Dans ce cadre d’ailleurs, il y a quelques jours, la fondation Marie Louise Mimran, a inauguré un collège à Ndiagué Diaw, un village du département de Richard-Toll. Une école entièrement financée par les Mimran.
Classé parmi les 50 fortunes françaises avec un patrimoine estimé à plus de 1000 milliards, l’homme dit qu’il ne réside plus en France. «C’est à Gstaad en Suisse où il réside désormais la plupart du temps ». Ici, il a construit un hôtel de luxe, Alpina, et y a investi plus de 160 milliards. La nuitée y coûte plus de 650 000 francs CFA. Une diversification que l’homme a tenté depuis longtemps.
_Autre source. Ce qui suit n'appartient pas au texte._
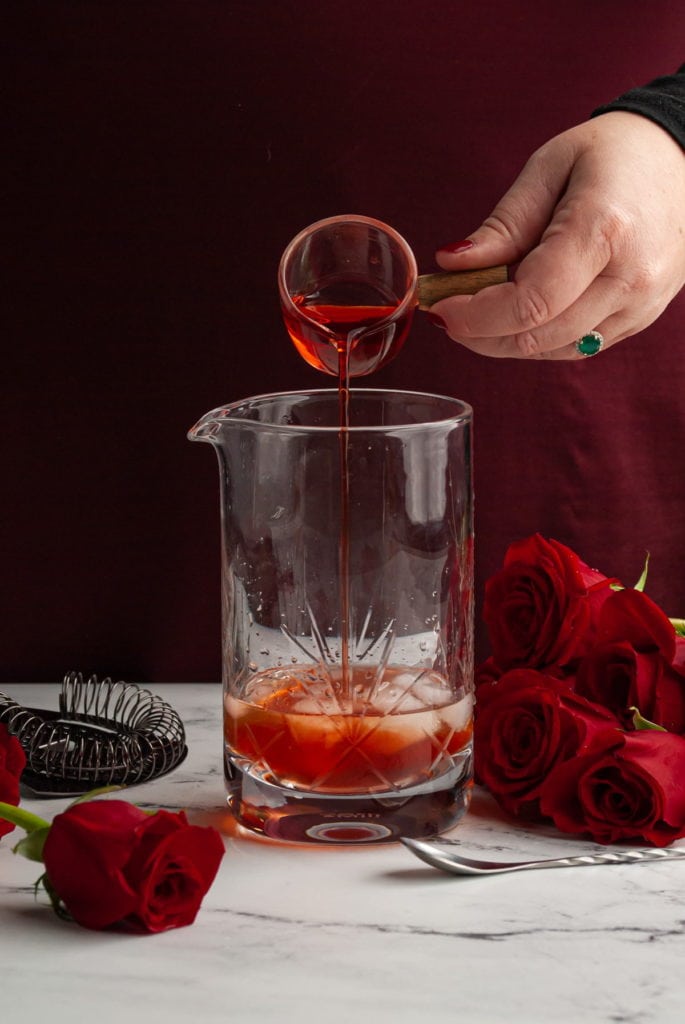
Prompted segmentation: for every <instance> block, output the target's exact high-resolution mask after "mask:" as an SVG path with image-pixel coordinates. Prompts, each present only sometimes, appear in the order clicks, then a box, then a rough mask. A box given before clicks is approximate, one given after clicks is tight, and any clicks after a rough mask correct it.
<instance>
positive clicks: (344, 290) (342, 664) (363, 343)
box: [284, 281, 414, 693]
mask: <svg viewBox="0 0 685 1024" xmlns="http://www.w3.org/2000/svg"><path fill="white" fill-rule="evenodd" d="M293 303H294V305H295V306H296V308H297V309H298V310H299V311H298V312H297V313H295V312H293V310H292V309H286V308H285V309H284V317H285V321H286V327H287V328H288V333H289V335H290V337H291V339H292V341H293V343H294V345H295V347H296V348H297V350H298V352H299V353H300V355H301V356H302V357H303V358H304V359H305V360H306V361H307V362H308V364H309V365H310V366H312V367H314V368H315V369H316V370H322V371H324V373H328V374H335V375H336V376H337V378H338V404H339V423H340V445H339V453H340V454H339V459H340V481H341V483H340V485H341V496H340V546H339V550H340V556H339V557H340V562H339V580H340V595H339V604H340V631H341V664H342V685H343V692H346V693H347V692H349V631H350V617H349V451H348V449H349V383H350V378H352V377H362V376H366V375H367V374H370V373H372V372H373V371H375V370H378V369H379V367H381V366H383V365H384V364H385V362H387V361H388V360H389V359H391V358H392V357H393V356H394V355H396V354H397V352H398V351H399V349H400V348H401V346H402V344H403V343H404V339H405V337H406V335H408V333H409V329H410V325H411V319H412V313H413V311H414V310H413V307H412V306H410V307H409V308H408V310H406V312H405V313H404V314H403V315H402V316H400V317H399V318H398V319H395V321H393V319H392V316H393V314H394V312H395V310H396V309H397V306H398V305H399V304H400V300H398V299H396V298H395V297H393V298H392V300H391V301H388V297H387V296H386V295H385V294H384V293H382V292H381V291H380V290H379V289H377V288H376V287H375V286H374V285H371V284H369V283H368V282H361V283H359V282H345V281H340V282H337V283H333V284H331V285H328V286H326V287H324V288H322V289H320V290H319V291H317V292H316V293H315V294H312V295H295V296H294V297H293Z"/></svg>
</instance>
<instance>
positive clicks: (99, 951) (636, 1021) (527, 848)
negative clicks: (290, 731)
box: [0, 684, 685, 1024]
mask: <svg viewBox="0 0 685 1024" xmlns="http://www.w3.org/2000/svg"><path fill="white" fill-rule="evenodd" d="M2 689H3V691H4V692H6V693H8V694H9V695H10V696H12V697H13V698H14V699H16V700H18V701H19V702H23V703H27V705H30V706H34V707H43V708H56V693H57V687H56V686H30V685H16V686H11V685H9V684H5V685H3V686H2ZM153 689H154V690H155V692H158V693H160V694H161V695H162V696H163V697H164V698H165V699H167V700H168V701H169V702H170V703H171V705H172V706H173V707H174V708H176V710H177V711H178V712H179V714H180V715H181V717H182V719H183V722H184V724H185V728H186V732H187V740H188V748H189V753H188V757H187V759H186V761H185V762H184V763H183V764H182V765H181V766H180V767H179V768H177V769H176V770H175V771H174V772H173V773H171V774H170V775H168V776H167V777H165V778H161V779H158V780H156V781H154V782H151V783H146V784H144V785H141V786H136V787H134V788H132V790H130V791H129V793H128V795H127V797H128V799H130V800H132V801H134V802H136V803H140V804H143V805H156V806H164V807H167V808H169V809H179V808H186V809H187V810H188V812H189V813H190V814H191V816H195V817H197V818H198V819H201V820H207V819H209V820H211V821H212V822H213V823H215V824H217V825H219V826H220V827H221V828H222V830H223V831H224V836H225V844H226V856H225V857H224V859H223V862H222V866H221V868H220V871H219V876H218V877H217V879H216V881H215V883H214V885H213V887H212V889H211V890H210V892H209V894H208V895H207V897H206V899H205V902H204V904H203V908H202V909H201V911H200V914H199V916H198V919H197V921H196V923H195V925H192V926H191V927H189V928H184V929H178V930H176V931H171V932H166V933H164V934H162V935H157V936H142V937H141V936H127V935H119V934H111V933H97V932H89V931H86V930H84V929H81V928H79V927H78V926H76V925H73V924H65V923H63V922H60V921H58V920H57V919H56V918H55V916H54V915H53V913H52V911H51V910H50V908H49V906H48V905H47V903H46V899H45V897H44V896H39V897H38V898H36V897H35V896H34V892H33V885H34V882H35V880H36V878H37V876H38V874H39V873H40V865H37V864H35V863H31V862H30V861H27V860H24V859H23V858H20V857H16V856H13V855H12V853H11V846H12V845H13V837H14V836H15V835H16V834H12V835H11V836H9V837H7V838H5V839H3V840H2V843H0V964H1V965H2V994H1V995H0V1006H1V1007H2V1014H3V1019H4V1020H9V1021H19V1020H22V1021H23V1022H28V1024H33V1022H35V1021H42V1020H49V1021H50V1022H51V1024H60V1022H70V1024H73V1022H76V1021H84V1022H91V1021H94V1022H97V1024H110V1022H115V1021H116V1022H120V1021H122V1020H124V1021H128V1022H134V1024H137V1022H151V1024H152V1022H158V1021H159V1022H164V1024H174V1022H176V1021H178V1022H180V1021H186V1020H188V1019H197V1020H198V1021H202V1022H207V1024H209V1022H214V1021H217V1022H219V1021H221V1022H233V1024H236V1022H238V1024H243V1022H252V1021H254V1022H258V1021H259V1022H265V1021H269V1022H270V1021H274V1022H275V1021H277V1022H286V1024H288V1022H291V1021H292V1022H295V1021H297V1022H307V1021H315V1020H322V1021H326V1022H330V1024H338V1022H349V1021H359V1022H367V1021H369V1022H372V1021H373V1022H374V1024H377V1022H386V1021H388V1022H389V1021H393V1022H400V1024H401V1022H415V1021H416V1022H422V1024H423V1022H441V1021H445V1022H446V1021H460V1022H469V1024H473V1022H474V1024H489V1022H497V1024H500V1022H504V1021H507V1022H518V1021H521V1022H523V1021H524V1022H526V1024H538V1022H540V1024H543V1022H544V1024H554V1022H573V1024H576V1022H577V1024H580V1022H593V1024H594V1022H612V1024H618V1022H627V1024H628V1022H630V1024H647V1022H659V1024H660V1022H670V1021H674V1022H675V1021H678V1022H680V1021H681V1020H682V1019H683V1012H684V1011H683V1005H684V1004H685V980H684V974H685V972H684V971H683V966H682V965H683V963H684V962H685V961H684V958H685V895H684V894H685V860H684V861H682V862H678V861H675V862H671V863H668V862H667V863H652V864H635V865H616V866H602V867H584V868H574V869H568V870H558V871H531V872H526V873H523V874H514V876H507V874H504V876H497V877H493V878H484V879H480V878H474V879H461V878H455V877H449V876H446V874H442V873H441V872H438V871H436V870H434V869H432V868H430V867H428V866H427V865H424V864H423V863H421V862H420V861H418V860H417V859H415V858H414V857H413V856H412V855H411V854H410V853H409V852H408V851H406V850H404V848H403V847H401V846H400V845H394V844H393V845H389V846H382V847H376V848H372V847H352V848H350V847H346V848H341V847H328V846H327V847H323V848H318V847H317V848H309V847H302V846H294V847H286V846H282V845H272V844H269V843H266V842H263V841H259V840H253V839H249V838H246V837H245V836H238V835H237V834H236V828H234V827H232V826H231V822H230V819H229V818H228V815H227V814H226V812H225V810H224V809H223V808H224V807H225V803H224V794H223V776H222V767H221V726H220V707H221V699H220V687H219V686H218V684H216V685H214V684H197V685H178V684H176V685H169V686H158V687H154V688H153ZM23 803H24V806H26V807H27V808H28V809H30V810H34V811H36V812H37V813H39V814H41V815H42V816H44V817H47V818H51V817H52V816H53V814H55V813H56V812H57V811H59V810H61V809H62V808H63V806H66V804H67V803H68V801H62V800H57V801H45V800H43V801H38V800H35V799H33V800H31V799H25V800H24V801H23ZM451 838H453V839H458V840H459V841H460V842H461V843H462V844H463V846H464V852H468V853H473V854H474V855H475V856H478V854H479V852H480V853H481V854H482V855H491V859H497V857H498V856H501V857H502V859H516V857H518V856H519V855H521V856H522V857H524V856H528V855H530V856H534V855H538V854H540V855H543V856H544V855H548V854H550V855H553V854H555V853H557V852H563V853H570V852H587V851H588V850H589V849H595V848H594V847H592V846H591V845H590V844H584V843H582V842H577V841H575V840H568V839H565V838H564V837H561V836H559V835H557V834H555V833H554V831H553V830H551V829H537V830H530V831H526V830H523V829H521V828H519V827H513V826H512V824H511V822H509V821H507V820H505V819H504V817H503V816H502V815H501V814H500V813H499V812H498V810H497V808H496V807H495V805H494V804H493V803H491V801H490V800H489V798H487V796H486V795H485V794H482V793H476V796H475V798H474V803H473V806H472V809H471V812H470V814H469V815H468V817H467V818H466V819H465V820H464V821H463V822H462V823H461V824H460V825H459V826H458V827H457V828H456V829H454V830H453V833H452V834H451ZM512 855H513V858H512Z"/></svg>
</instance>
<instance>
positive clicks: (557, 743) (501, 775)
mask: <svg viewBox="0 0 685 1024" xmlns="http://www.w3.org/2000/svg"><path fill="white" fill-rule="evenodd" d="M610 724H613V725H617V722H616V719H615V718H614V717H613V716H612V715H611V714H610V713H609V712H608V711H606V710H605V709H603V708H599V707H597V706H596V705H593V703H591V702H590V701H589V700H586V699H585V698H584V697H582V696H579V695H577V694H575V693H574V692H573V690H572V689H571V687H570V685H569V684H568V682H565V681H563V680H559V679H555V678H552V677H551V676H546V675H544V674H543V673H541V672H537V671H536V670H533V669H516V670H513V671H511V672H508V673H507V674H506V675H504V676H502V678H501V679H500V680H498V681H497V682H494V683H485V684H484V685H482V686H481V687H480V689H479V690H478V703H477V714H476V721H475V732H474V750H475V768H476V775H477V778H478V781H479V782H481V783H482V784H483V785H485V786H486V787H487V788H488V790H489V791H490V793H491V794H493V796H494V797H495V798H496V799H497V801H498V802H499V803H500V805H501V806H502V807H503V808H504V809H505V810H507V811H509V813H510V814H514V815H521V816H525V817H536V816H539V814H540V807H539V798H540V792H541V786H542V784H543V782H544V781H545V779H546V778H547V776H548V774H549V773H550V771H551V770H552V768H554V766H555V765H556V764H558V763H559V762H560V761H564V760H566V759H567V758H571V757H574V756H575V755H576V754H577V752H579V751H580V750H581V749H582V748H583V746H584V745H585V744H587V743H588V741H589V740H590V738H591V737H592V736H593V735H594V733H595V732H597V731H598V730H600V729H605V728H606V727H607V725H610Z"/></svg>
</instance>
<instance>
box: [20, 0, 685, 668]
mask: <svg viewBox="0 0 685 1024" xmlns="http://www.w3.org/2000/svg"><path fill="white" fill-rule="evenodd" d="M0 19H1V26H0V28H1V32H0V38H1V42H0V45H1V46H2V51H3V65H4V73H5V76H6V81H7V89H6V92H7V93H8V95H9V102H8V104H7V106H6V115H5V118H6V120H5V126H4V129H3V133H2V136H3V163H4V167H5V171H6V172H7V182H6V187H5V189H4V191H5V195H6V196H7V197H8V211H7V214H6V216H5V218H3V220H4V227H5V231H6V234H7V243H8V244H7V246H6V255H7V264H6V270H5V275H4V276H5V281H6V282H7V283H8V290H7V296H8V317H7V324H6V328H5V334H4V346H3V369H4V373H3V385H2V387H3V401H2V417H3V423H2V435H1V436H2V440H1V444H0V460H1V465H0V473H1V479H2V480H3V484H4V486H3V492H2V503H1V507H2V560H1V566H2V577H1V579H2V589H1V595H2V596H1V600H2V608H1V614H0V624H1V628H2V643H1V647H0V650H1V662H0V672H1V674H2V679H3V681H29V680H40V681H42V680H51V681H52V680H58V679H60V678H61V676H62V674H63V673H65V671H67V670H70V669H80V670H82V671H84V672H91V671H94V672H98V673H102V674H113V675H115V676H117V677H123V678H128V679H133V680H138V681H156V680H157V681H162V680H169V681H176V680H213V679H217V678H218V677H219V674H220V666H219V531H218V486H217V469H216V466H215V457H214V455H213V453H212V452H211V451H210V450H209V449H203V447H199V446H194V445H190V444H189V443H188V442H187V441H186V439H185V431H186V429H187V428H188V427H189V426H190V425H191V424H192V423H194V422H195V421H196V420H197V419H198V418H199V417H200V416H201V414H203V413H204V412H205V411H206V410H208V409H210V408H212V407H215V406H218V404H222V403H223V402H226V401H229V400H233V399H237V398H240V397H244V396H247V395H249V394H253V393H258V392H263V391H270V390H279V389H289V388H299V387H308V386H319V385H322V384H324V383H325V381H326V379H325V378H323V377H322V376H320V375H318V374H316V372H315V371H313V370H311V369H309V368H308V367H306V366H305V365H304V364H303V362H302V361H301V360H300V359H299V357H298V355H297V354H296V352H295V350H294V348H292V346H291V344H290V342H289V341H288V339H287V336H286V334H285V331H284V329H283V327H282V324H281V319H280V312H279V305H277V296H276V289H275V272H276V266H277V262H279V258H280V255H281V252H282V250H283V249H284V247H285V245H286V244H287V243H288V241H289V240H290V239H291V237H292V236H293V234H295V233H296V232H297V231H298V230H299V229H300V228H301V227H303V226H305V225H306V224H308V223H310V222H311V221H313V220H316V219H318V218H319V217H325V216H330V215H333V214H338V213H366V214H368V215H371V216H375V217H378V218H380V219H382V220H385V221H387V222H389V223H391V224H393V225H394V226H395V227H396V228H397V229H398V230H400V231H401V232H402V233H403V234H404V236H405V238H406V239H408V240H409V241H410V242H411V244H412V245H413V247H414V248H415V251H416V253H417V257H418V260H419V263H420V266H421V268H422V269H423V270H428V269H431V268H432V267H433V262H432V253H433V251H434V249H435V248H436V246H437V245H439V244H443V243H446V242H452V241H455V240H457V239H459V238H463V237H464V236H465V234H466V233H468V232H469V231H470V230H471V229H473V227H475V226H476V225H477V223H478V222H479V221H480V219H481V218H482V217H483V216H484V215H486V214H487V213H488V212H489V209H490V208H491V206H493V205H494V204H495V202H496V201H497V200H498V199H499V198H500V196H501V195H502V193H503V191H504V190H505V189H506V187H507V186H508V185H509V184H510V183H511V181H512V180H513V178H514V176H515V175H516V174H517V173H518V170H519V169H520V167H521V165H522V164H523V162H524V160H525V159H526V157H527V156H528V155H529V154H530V152H531V151H532V150H533V148H534V147H536V146H537V145H539V144H540V143H542V142H543V141H545V140H546V139H547V138H549V137H550V136H551V135H553V134H555V133H557V132H559V131H561V130H563V129H564V128H566V127H569V126H570V125H571V124H573V123H576V122H579V121H581V120H585V119H586V117H587V116H588V115H589V113H590V112H591V111H592V110H593V108H594V106H596V105H598V104H599V103H600V102H602V101H604V100H606V99H609V98H611V97H612V96H614V95H616V94H617V93H619V92H622V91H624V90H625V89H627V88H629V87H631V86H632V85H637V84H640V83H642V82H645V81H648V80H649V79H650V78H653V77H655V76H656V75H658V74H661V73H668V72H670V71H672V70H675V69H676V68H677V67H678V66H679V65H680V63H681V62H682V60H683V59H685V55H684V54H683V52H682V45H681V44H682V40H683V38H685V7H684V6H683V5H682V4H681V3H680V2H675V3H673V4H670V3H661V4H657V5H646V4H644V0H639V2H634V0H624V2H623V3H620V4H609V3H601V2H600V3H598V2H597V0H575V2H573V3H568V4H563V3H561V4H551V3H549V2H532V3H517V4H513V3H508V2H505V0H500V2H497V0H494V2H489V3H488V2H486V0H485V2H481V3H479V4H473V3H468V2H466V0H456V2H449V0H441V2H430V0H427V2H406V0H403V2H401V3H398V2H384V0H365V2H358V0H345V3H338V2H327V0H292V2H291V3H288V4H285V3H283V2H273V0H252V2H239V0H232V2H229V0H226V2H209V0H194V2H191V3H188V2H174V0H166V2H145V0H142V2H131V3H127V2H121V0H120V2H117V3H108V2H102V3H98V2H94V0H85V2H76V0H75V2H70V3H60V2H45V3H32V2H26V0H24V2H19V3H11V2H5V3H4V4H3V7H2V11H1V12H0ZM645 187H646V188H647V187H649V182H645ZM559 272H560V273H562V272H563V267H560V268H559ZM682 314H683V303H682V300H681V299H678V300H677V301H676V302H675V303H673V304H672V306H671V307H670V308H669V310H668V311H667V313H666V314H665V315H663V316H662V317H661V318H660V319H659V322H658V323H657V324H656V325H654V326H653V327H652V328H651V329H649V330H648V331H646V332H644V333H643V334H642V335H640V336H639V337H638V338H635V339H631V340H630V341H627V342H624V343H623V344H622V345H619V346H617V347H616V348H615V349H613V350H611V351H609V352H607V353H606V354H605V355H602V356H600V357H599V358H598V359H596V360H588V361H587V362H584V364H582V365H577V364H574V365H572V366H571V365H568V366H561V365H559V364H550V365H545V364H542V362H525V364H523V362H515V361H496V360H488V359H485V358H483V357H478V356H474V355H471V354H470V353H468V352H466V351H465V350H463V349H461V348H460V347H459V346H456V345H455V344H454V343H453V342H451V341H449V340H448V339H446V338H445V336H444V335H443V334H442V333H440V332H438V331H436V330H435V329H434V328H432V327H430V325H428V324H427V323H426V321H425V319H424V318H423V317H422V318H421V322H420V323H417V324H416V326H415V328H414V331H413V334H412V336H411V338H410V341H409V342H408V344H406V346H405V348H404V350H403V352H402V353H401V355H400V356H399V357H398V358H397V359H396V360H395V362H393V364H392V365H391V366H390V367H388V368H386V370H384V371H382V372H381V373H379V374H378V375H376V377H374V378H371V379H367V381H366V383H368V384H373V385H376V386H378V385H396V386H405V387H406V386H408V387H416V388H419V389H424V390H436V391H442V392H445V393H452V394H456V395H459V396H460V397H463V398H465V399H467V400H468V401H470V402H472V404H473V406H474V408H475V479H476V527H477V547H476V558H477V579H478V595H479V597H480V596H481V594H482V584H483V580H484V578H485V577H486V575H487V574H488V573H490V572H491V571H493V570H494V569H495V568H496V567H497V566H498V565H499V564H500V561H501V559H502V556H503V553H504V550H505V548H506V545H507V544H508V543H509V541H511V540H513V539H514V538H516V537H521V536H524V535H527V534H530V532H532V531H534V530H536V529H539V530H541V531H542V532H544V534H546V535H547V536H552V537H556V538H558V539H559V540H561V541H564V542H565V543H567V544H570V545H571V546H574V547H575V548H576V550H579V552H580V553H581V554H582V555H583V556H584V557H586V559H587V560H588V561H590V562H592V563H593V564H595V565H597V566H598V567H599V568H601V569H603V570H604V571H606V572H608V573H615V574H619V575H622V577H625V579H626V582H627V583H632V582H634V581H635V580H636V579H637V577H638V575H639V574H640V570H641V567H642V562H643V559H644V553H645V550H647V549H649V550H650V551H651V555H652V561H651V566H652V567H651V570H650V583H649V587H648V592H649V593H651V595H652V596H653V597H655V599H656V600H659V601H661V602H663V603H665V605H666V606H667V610H669V611H670V612H671V613H673V614H676V613H681V614H684V613H685V573H683V571H682V568H681V564H682V558H683V556H684V555H685V516H684V513H683V509H684V508H685V504H684V502H685V474H683V472H682V452H683V443H684V440H685V414H684V413H683V410H682V409H681V408H679V406H680V403H679V401H678V400H677V399H678V395H679V394H682V393H683V388H684V386H685V370H683V366H682V365H683V361H684V360H683V357H682V331H681V321H682ZM587 327H588V329H591V328H592V327H594V325H593V324H588V326H587ZM482 639H483V638H482V636H480V642H481V647H480V650H481V652H483V651H484V647H483V646H482Z"/></svg>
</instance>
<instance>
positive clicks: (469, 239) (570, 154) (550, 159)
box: [435, 135, 576, 270]
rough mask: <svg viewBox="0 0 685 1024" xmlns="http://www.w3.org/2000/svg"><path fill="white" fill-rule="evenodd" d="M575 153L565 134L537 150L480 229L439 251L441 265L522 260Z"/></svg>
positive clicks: (535, 240)
mask: <svg viewBox="0 0 685 1024" xmlns="http://www.w3.org/2000/svg"><path fill="white" fill-rule="evenodd" d="M575 156H576V153H575V147H574V146H573V145H572V144H571V143H570V140H568V139H566V138H565V136H564V135H560V136H557V138H554V139H552V140H551V141H550V142H548V143H546V145H544V146H543V147H542V148H541V150H538V152H537V153H534V154H533V155H532V157H530V159H529V160H528V162H527V163H526V165H525V167H524V168H523V170H522V171H521V173H520V174H519V176H518V177H517V178H516V180H515V181H514V183H513V185H512V186H511V188H509V190H508V191H507V193H506V194H505V195H504V196H503V197H502V199H501V200H500V202H499V203H498V205H497V206H496V207H495V209H494V210H493V212H491V213H490V215H489V217H486V218H485V220H484V221H483V222H482V224H481V225H480V227H478V228H476V230H475V231H473V232H472V233H471V234H469V236H468V238H467V239H465V240H464V241H463V242H457V243H454V244H452V245H446V246H442V247H441V248H440V249H438V250H437V252H436V253H435V259H436V262H437V264H438V266H440V267H442V269H443V270H462V269H464V270H466V269H469V268H471V267H481V266H495V265H496V264H501V263H507V264H512V263H519V262H520V261H521V260H522V259H523V257H524V256H525V255H526V254H527V253H528V252H530V250H531V249H533V248H534V247H536V246H537V245H538V243H539V242H540V239H541V238H542V236H543V233H544V231H545V229H546V227H547V226H548V225H549V223H550V221H551V220H552V216H553V213H554V209H555V207H556V205H557V203H558V201H559V199H560V197H561V196H562V194H563V191H564V189H565V187H566V184H567V182H568V178H569V175H570V172H571V169H572V166H573V162H574V160H575Z"/></svg>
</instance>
« Les Mimran avait acheté la firme Lamborghini à 3 millions d’euros avant de le revendre à Chrysler pour 22 millions d’euros ». Une bonne affaire au finish. Tout comme, il était entré dans la banque au Sénégal en reprenant la CBAO qu’il a revendu à près de 75 milliards aux Marocains de Attijari.
Depuis quelque temps, on prête à Jean Claude Mimran l’intention de vouloir vendre ses actifs en Afrique. L’intéressé a démenti à plusieurs reprises. Mais le groupe marocain aurait fait une offre de 650 milliards. Yariv Elbaz, ce gestionnaire du Fonds d’investissement, Ycap serait entré en discussion depuis plusieurs mois avec Mimran, mais les deux parties n’ont pas encore trouvé de solution.
S’il y arrive, Jean Claude Mimran va lui céder la CSS et ses deux grandes minoteries en Afrique de l’Ouest, un groupe qui réalise un chiffre d’affaire de plus de 300 milliards entre la Côte d’Ivoire et le Sénégal. «Les discussions autour de la vente existent maintenant, Jean Claude tient beaucoup à ses bijoux de famille, ce sera difficile pour lui de vendre, même si l’OPA est assez intéressante ».
En attendant, le groupe comme le soulignait Jeune Afrique, s’est déjà diversifié dans des activités moins connues. « De l’autre côté de la Méditerranée, il développe ses trois sociétés monégasques : Eurafrique (négoce de matières premières agricoles), Cavpa (import-export) et Sometra (transport), dont ni les résultats ni le poids dans le groupe ne sont connus », indiquait le journal panafricain.
Depuis plusieurs mois également, il est entré dans les mines de phosphates avec la mine de Gadde Bissik où il détient 20% auprès d’autres investisseurs.
Il est également présent dans l’or avec 14 % des actions de Teranga Gold. Ses affaires au Sénégal et dans le monde sont surveillées comme du lait sur le feu par Mamadou Diagna Ndiaye.
Ce banquier, très influent, est avec les enfants de Mimran au coeur de la gestion des affaires de Jean Claude. «C’est un homme de réseaux, très respecté dans beaucoup de milieux d’affaires et politiques». Ce chevalier de la Légion D’honneur française entretient les meilleures relations avec le Président Ouattara. Il est également un confident du Président Macky Sall.
Jean Claude Mimran est donc un personnage bien entouré et depuis plusieurs années, ses enfants sont également impliqués dans la gestion du groupe. Son fils David est très présent dans la gestion de Mimran Schur Picturs, qui produit des films aux Etats Unis.
De même, le groupe est présent dans le capital d’une société d’investissements située sur le sol américain. De même, il est actionnaire de Surrey New York dans l’hôtellerie de luxe.